Longtime Sylvania inn is definitely a roadside attraction

4/18/2013
BILL OF FARE
  • po-boy-village

    Pulled Pork Po Boy from the Village Inn.

  • The Village Inn in Sylvania.
    The Village Inn in Sylvania.

    The big wooden beams that hold up the Village Inn in Sylvania are appropriate metaphors for the restaurant's niche: solid, dependable bar food in an unassuming atmosphere that's big on comfort and low on pretense.

    Billed as Sylvania's "original roadhouse" at 4984 Holland-Sylvania Rd., the 72-year-old V.I. attracts families, after-work beer drinkers, motorcycle enthusiasts, elderly folks, softball players chilling out after a game, golfers knocking down a post-round pizza, young adults out for the night, and the lunch, breakfast, and dinner crowds.

    Live music is featured on weekend nights and the patio includes an outdoor grill, a covered area that seems more aimed for the drinking crowd, and plenty of room to let loose and relax.

    The Village Inn Menu 

    The Village Inn: ★★★
    Address: 4984 Holland-Sylvania, Rd., Sylvania, OH
    Phone: 419-882-0338
    Category: Casual
    Menu: American
    Hours: 11 a.m. to 11 p.m. Monday; 7 a.m. to 11 p.m. Tuesday through Thursday; 7 a.m. to 1 a.m. Friday and Saturday; 8 a.m. to 11 p.m. Sunday
    Reservations: Yes
    Wheelchair access: Yes
    Average Price: $$
    Credit Cards: AE, Dis, MC, V
    Web site: www.viroadhouse.com

    For example, we tried the 14-ounce strip steak ($14.99) and it was a decent cut of meat, flavored a bit too heavily with salt. No doubt it didn't match up with the more expensive options at renowned local steak houses, but theirs aren't 15 bucks either.

    The sweet potato fries were a bit over done, but the regular fries that came with my dinner partner's half slab of ribs ($12.99) were addictive. The ribs featured a homemade barbecue sauce that was sweet and a little zingy. A side of mac and cheese was hot and creamy and about as comforting as mom's.

    A calzone ($9.49) came stuffed with big jalapeno peppers and Italian sausage that formed a powerful one-two taste combination. We weren't drinking, but this big doughy concoction was heavy on the hot spices and begged for a beer to wash it down.

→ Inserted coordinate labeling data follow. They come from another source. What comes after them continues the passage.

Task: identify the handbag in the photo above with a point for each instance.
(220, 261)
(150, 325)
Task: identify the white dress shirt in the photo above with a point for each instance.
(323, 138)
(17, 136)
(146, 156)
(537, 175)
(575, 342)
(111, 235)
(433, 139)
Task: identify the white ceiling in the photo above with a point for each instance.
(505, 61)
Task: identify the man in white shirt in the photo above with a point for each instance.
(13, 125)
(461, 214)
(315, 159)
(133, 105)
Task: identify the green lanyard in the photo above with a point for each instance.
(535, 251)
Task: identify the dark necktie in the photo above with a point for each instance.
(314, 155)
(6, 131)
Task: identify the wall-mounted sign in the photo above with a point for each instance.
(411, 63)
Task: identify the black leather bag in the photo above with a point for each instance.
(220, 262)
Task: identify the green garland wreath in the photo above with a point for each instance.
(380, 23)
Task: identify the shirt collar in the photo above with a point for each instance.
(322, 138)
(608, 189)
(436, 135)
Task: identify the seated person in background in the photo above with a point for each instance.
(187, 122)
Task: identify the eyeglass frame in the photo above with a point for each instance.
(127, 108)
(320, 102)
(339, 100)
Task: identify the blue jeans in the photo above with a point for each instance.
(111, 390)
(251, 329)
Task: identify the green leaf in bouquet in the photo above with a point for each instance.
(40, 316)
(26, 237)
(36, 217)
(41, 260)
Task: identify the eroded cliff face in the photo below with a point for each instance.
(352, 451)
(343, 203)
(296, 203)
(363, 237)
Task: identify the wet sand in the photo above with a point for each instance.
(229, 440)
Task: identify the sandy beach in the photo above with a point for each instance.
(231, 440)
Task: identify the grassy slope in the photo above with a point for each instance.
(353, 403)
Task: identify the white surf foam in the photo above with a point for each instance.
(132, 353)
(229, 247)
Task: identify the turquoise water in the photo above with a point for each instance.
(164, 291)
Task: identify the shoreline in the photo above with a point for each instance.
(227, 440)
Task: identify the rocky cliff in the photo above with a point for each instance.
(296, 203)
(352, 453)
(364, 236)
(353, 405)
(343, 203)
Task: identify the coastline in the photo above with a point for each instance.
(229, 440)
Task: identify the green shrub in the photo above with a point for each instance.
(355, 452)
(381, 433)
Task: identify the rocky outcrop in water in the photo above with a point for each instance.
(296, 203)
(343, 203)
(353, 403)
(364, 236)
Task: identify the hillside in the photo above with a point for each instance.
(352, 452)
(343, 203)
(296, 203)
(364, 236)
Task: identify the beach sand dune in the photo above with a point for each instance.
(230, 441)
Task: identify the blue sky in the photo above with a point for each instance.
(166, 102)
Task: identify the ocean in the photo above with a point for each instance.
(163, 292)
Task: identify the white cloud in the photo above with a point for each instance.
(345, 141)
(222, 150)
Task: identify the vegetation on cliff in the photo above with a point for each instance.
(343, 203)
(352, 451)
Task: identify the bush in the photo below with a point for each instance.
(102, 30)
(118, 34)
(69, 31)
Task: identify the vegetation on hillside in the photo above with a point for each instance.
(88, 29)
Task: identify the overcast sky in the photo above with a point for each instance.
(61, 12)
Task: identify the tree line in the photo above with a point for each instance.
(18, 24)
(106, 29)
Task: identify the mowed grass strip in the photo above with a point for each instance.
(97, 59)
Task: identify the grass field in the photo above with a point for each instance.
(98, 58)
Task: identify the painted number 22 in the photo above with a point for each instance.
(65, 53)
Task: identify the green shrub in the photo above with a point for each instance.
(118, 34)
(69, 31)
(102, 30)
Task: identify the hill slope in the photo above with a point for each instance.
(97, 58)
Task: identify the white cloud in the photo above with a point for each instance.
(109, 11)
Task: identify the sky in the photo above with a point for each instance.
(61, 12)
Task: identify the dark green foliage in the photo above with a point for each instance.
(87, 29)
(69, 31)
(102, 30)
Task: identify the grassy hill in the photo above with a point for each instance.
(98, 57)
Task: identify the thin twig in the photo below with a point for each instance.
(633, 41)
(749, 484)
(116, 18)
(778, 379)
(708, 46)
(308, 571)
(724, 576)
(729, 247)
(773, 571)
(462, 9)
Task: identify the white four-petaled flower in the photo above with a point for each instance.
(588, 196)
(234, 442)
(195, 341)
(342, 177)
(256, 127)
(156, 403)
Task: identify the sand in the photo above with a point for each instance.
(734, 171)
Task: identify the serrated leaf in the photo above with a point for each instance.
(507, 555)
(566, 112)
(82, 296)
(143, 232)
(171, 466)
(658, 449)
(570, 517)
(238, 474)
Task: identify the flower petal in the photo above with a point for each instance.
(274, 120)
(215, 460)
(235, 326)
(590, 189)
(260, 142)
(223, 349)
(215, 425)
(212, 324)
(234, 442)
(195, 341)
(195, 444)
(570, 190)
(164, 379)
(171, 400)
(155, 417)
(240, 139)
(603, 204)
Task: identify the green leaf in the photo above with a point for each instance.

    The food is good, but it's also what you would expect, and hyperbole wouldn't do it justice because expectations should be measured.

    Lunch featured one of the Village Inn's burgers that I spruced up with swiss cheese and sauteed mushrooms and onions ($8.29). The meat was served on a big fresh kaiser bun and potato chips were on the side.

    Pulled Pork Po Boy from the Village Inn.
    Pulled Pork Po Boy from the Village Inn.

    A house tossed salad ($3.99) was a big, fresh pile of lettuce with carrots, celery, broccoli (nice touch) cucumbers, red onions, and croutons, which allowed you to get your green on in a most excellent and healthy fashion. If you're a salad person this is highly recommended.

    We also ordered the Po Boy of the month ($9.99), which was pulled pork, smothered in cheese and finished with barbecue sauce. It took two hands to handle this monster, but it was worth the effort.

    The restaurant's menu is loaded with other bar food options ranging from nachos to chicken wings, pizza, various sandwiches, and other larger entrees.

    The Village Inn also serves breakfast beginning at 7 a.m. Tuesday through Saturday and 8 a.m. on Sundays.

    The restaurant is owned by the T-Town Boys, a local business group that also owns or operates Nick & Jimmy's Bar and Grill and Basin St. Grille.